Traditional mathematics writing can be quite formal and dense. But using the same principles of clear and direct language as used in other writing can help readers – whether they are mathematicians, other scientists or a more general audience – to better understand the content.

For example, content written by mathematicians for mathematicians often outlines a chain of reasoning, beginning with definitions and axioms, and defining terminology and symbols, before moving on to the results. In laying out a complex chain of reasoning, active, concise language is a big help to the reader. The work can refer to technical, formally defined components, but at the same time use straightforward grammatical constructions that help the reader follow the logic:

PROOF. We begin by showing that \(B+C\) is self-adjoint. The same argument used to prove Lemma 14(iii) shows that

\(A^2=B^2+C^2=(B±C)^2\).

Because \(B+C\) is clearly symmetric it is now sufficient, by Lemma 3, to …

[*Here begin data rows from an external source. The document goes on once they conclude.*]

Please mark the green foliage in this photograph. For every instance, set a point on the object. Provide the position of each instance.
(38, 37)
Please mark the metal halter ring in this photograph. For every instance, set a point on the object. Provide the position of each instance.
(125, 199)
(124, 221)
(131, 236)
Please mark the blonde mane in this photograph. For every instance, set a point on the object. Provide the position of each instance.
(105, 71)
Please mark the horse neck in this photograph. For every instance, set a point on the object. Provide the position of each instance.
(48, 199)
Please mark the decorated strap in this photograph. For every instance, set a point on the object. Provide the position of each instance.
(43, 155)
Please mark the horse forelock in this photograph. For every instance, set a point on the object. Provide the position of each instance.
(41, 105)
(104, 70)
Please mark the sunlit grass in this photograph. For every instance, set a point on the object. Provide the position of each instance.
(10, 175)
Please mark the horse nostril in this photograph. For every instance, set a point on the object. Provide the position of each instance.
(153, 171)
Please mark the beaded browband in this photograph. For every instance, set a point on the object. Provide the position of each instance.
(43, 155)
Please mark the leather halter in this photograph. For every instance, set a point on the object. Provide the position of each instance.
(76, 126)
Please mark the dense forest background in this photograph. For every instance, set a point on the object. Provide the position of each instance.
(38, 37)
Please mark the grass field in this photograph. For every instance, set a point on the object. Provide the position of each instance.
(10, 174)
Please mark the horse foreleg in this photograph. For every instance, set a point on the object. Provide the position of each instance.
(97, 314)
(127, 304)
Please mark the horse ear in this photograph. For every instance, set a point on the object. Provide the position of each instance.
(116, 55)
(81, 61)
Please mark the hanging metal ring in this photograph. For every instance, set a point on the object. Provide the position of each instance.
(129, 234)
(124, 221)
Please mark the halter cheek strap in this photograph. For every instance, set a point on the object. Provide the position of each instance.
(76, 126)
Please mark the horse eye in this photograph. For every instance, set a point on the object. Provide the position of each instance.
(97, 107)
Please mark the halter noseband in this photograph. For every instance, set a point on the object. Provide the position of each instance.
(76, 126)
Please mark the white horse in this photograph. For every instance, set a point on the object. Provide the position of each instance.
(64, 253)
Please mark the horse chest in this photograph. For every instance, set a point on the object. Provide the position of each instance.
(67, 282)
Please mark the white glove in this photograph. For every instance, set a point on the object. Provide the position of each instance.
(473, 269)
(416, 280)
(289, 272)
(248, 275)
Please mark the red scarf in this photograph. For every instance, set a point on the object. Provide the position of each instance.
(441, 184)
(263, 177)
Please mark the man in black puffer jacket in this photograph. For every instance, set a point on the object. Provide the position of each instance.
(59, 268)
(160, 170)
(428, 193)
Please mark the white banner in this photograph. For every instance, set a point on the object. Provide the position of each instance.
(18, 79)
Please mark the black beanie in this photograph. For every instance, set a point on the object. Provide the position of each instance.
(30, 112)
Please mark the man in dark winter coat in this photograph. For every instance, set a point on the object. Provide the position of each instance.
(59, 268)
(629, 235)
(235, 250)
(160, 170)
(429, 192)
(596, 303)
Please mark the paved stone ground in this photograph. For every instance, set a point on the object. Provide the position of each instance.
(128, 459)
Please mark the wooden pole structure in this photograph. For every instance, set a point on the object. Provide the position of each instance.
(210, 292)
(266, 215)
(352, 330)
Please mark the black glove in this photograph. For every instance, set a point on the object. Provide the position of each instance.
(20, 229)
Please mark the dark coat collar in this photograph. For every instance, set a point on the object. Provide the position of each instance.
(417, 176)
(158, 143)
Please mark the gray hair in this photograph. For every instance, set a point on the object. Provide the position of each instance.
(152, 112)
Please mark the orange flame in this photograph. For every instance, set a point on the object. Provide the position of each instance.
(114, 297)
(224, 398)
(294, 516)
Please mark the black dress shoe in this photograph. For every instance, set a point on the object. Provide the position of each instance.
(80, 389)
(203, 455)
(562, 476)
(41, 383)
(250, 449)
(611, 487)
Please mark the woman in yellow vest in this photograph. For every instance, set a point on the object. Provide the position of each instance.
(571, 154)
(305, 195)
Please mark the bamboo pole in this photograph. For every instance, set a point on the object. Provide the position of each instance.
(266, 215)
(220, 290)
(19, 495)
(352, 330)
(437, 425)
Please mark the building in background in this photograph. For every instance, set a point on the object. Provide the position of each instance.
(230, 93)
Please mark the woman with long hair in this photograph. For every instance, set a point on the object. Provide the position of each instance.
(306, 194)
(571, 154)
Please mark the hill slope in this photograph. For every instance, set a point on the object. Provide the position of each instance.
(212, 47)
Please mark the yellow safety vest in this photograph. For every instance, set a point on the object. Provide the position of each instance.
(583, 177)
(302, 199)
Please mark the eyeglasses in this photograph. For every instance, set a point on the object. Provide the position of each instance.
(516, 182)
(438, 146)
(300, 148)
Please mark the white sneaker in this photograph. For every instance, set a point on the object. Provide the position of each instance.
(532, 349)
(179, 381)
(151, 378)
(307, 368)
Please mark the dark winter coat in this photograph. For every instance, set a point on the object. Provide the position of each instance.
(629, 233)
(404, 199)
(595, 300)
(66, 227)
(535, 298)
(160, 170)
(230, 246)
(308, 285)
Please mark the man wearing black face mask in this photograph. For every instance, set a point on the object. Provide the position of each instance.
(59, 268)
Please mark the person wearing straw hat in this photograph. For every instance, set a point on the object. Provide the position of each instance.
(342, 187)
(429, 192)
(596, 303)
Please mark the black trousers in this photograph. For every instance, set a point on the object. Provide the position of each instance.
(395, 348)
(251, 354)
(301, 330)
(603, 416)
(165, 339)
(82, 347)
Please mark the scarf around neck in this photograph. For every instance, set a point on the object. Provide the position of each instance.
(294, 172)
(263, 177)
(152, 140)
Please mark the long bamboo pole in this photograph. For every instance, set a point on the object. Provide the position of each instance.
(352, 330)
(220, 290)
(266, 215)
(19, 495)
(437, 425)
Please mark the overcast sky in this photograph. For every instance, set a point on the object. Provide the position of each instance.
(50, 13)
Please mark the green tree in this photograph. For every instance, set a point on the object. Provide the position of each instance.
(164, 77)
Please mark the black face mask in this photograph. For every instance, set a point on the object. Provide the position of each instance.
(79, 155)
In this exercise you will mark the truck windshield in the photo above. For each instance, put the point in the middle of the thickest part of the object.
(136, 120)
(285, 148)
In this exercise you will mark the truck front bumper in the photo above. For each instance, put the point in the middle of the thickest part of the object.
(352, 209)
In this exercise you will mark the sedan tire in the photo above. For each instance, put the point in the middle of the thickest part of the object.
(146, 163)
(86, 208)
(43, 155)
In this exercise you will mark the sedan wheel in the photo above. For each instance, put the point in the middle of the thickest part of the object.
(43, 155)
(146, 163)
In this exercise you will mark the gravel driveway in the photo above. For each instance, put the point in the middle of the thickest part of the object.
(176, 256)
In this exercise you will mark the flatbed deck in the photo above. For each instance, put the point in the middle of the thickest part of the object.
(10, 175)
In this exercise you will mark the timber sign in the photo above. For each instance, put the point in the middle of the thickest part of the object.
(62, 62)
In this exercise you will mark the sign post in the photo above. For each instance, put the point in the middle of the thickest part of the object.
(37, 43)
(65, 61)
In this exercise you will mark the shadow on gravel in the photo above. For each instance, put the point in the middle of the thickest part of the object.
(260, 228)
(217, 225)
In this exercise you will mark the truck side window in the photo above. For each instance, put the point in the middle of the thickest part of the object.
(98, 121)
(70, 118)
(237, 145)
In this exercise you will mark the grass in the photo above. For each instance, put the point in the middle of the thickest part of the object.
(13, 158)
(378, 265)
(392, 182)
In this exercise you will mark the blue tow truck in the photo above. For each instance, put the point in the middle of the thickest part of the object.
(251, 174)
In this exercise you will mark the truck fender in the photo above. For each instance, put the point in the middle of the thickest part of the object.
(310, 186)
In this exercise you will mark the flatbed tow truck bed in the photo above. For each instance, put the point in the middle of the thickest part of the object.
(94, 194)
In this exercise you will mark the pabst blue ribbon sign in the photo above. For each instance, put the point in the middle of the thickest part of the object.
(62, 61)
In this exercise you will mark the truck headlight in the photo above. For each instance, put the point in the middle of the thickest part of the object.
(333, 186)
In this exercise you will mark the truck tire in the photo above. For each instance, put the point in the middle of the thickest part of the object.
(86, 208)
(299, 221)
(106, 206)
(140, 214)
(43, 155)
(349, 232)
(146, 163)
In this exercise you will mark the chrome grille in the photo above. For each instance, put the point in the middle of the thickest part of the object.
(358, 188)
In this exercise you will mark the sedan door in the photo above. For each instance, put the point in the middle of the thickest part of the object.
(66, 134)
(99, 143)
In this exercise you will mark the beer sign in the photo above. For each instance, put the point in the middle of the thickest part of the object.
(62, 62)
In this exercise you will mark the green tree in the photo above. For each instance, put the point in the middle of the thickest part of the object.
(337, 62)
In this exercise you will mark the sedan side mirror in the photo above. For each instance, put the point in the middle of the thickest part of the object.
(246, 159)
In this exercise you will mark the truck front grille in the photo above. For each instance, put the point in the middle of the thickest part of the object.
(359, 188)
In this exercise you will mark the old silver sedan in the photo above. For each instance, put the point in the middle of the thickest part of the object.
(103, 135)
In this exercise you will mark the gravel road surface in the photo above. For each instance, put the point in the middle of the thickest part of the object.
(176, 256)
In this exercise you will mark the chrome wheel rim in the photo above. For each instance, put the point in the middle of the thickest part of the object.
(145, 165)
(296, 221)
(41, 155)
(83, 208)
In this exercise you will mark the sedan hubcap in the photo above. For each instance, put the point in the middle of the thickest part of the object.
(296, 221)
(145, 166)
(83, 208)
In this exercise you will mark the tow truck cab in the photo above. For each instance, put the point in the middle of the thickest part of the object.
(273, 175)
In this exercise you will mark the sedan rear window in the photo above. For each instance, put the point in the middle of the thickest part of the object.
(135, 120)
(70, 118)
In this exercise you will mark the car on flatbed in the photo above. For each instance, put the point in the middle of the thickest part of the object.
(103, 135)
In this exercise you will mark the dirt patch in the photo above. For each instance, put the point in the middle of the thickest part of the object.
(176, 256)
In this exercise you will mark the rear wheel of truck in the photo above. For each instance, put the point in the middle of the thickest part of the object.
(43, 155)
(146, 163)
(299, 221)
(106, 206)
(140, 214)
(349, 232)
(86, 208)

Source: Bernau SJ (1968). The square root of a positive self-adjoint operator. *Journal of the Australian Mathematical Society* 8(1):17–36.

The pitfalls found in science and technology writing are also found in mathematics writing. These include:

- unnecessarily complex words and jargon
- long sentences, often with unnecessary words
- passive voice and the use of third person instead of first person
- abstract nouns and verbs
- long strings of modifiers (adjectives) before a noun.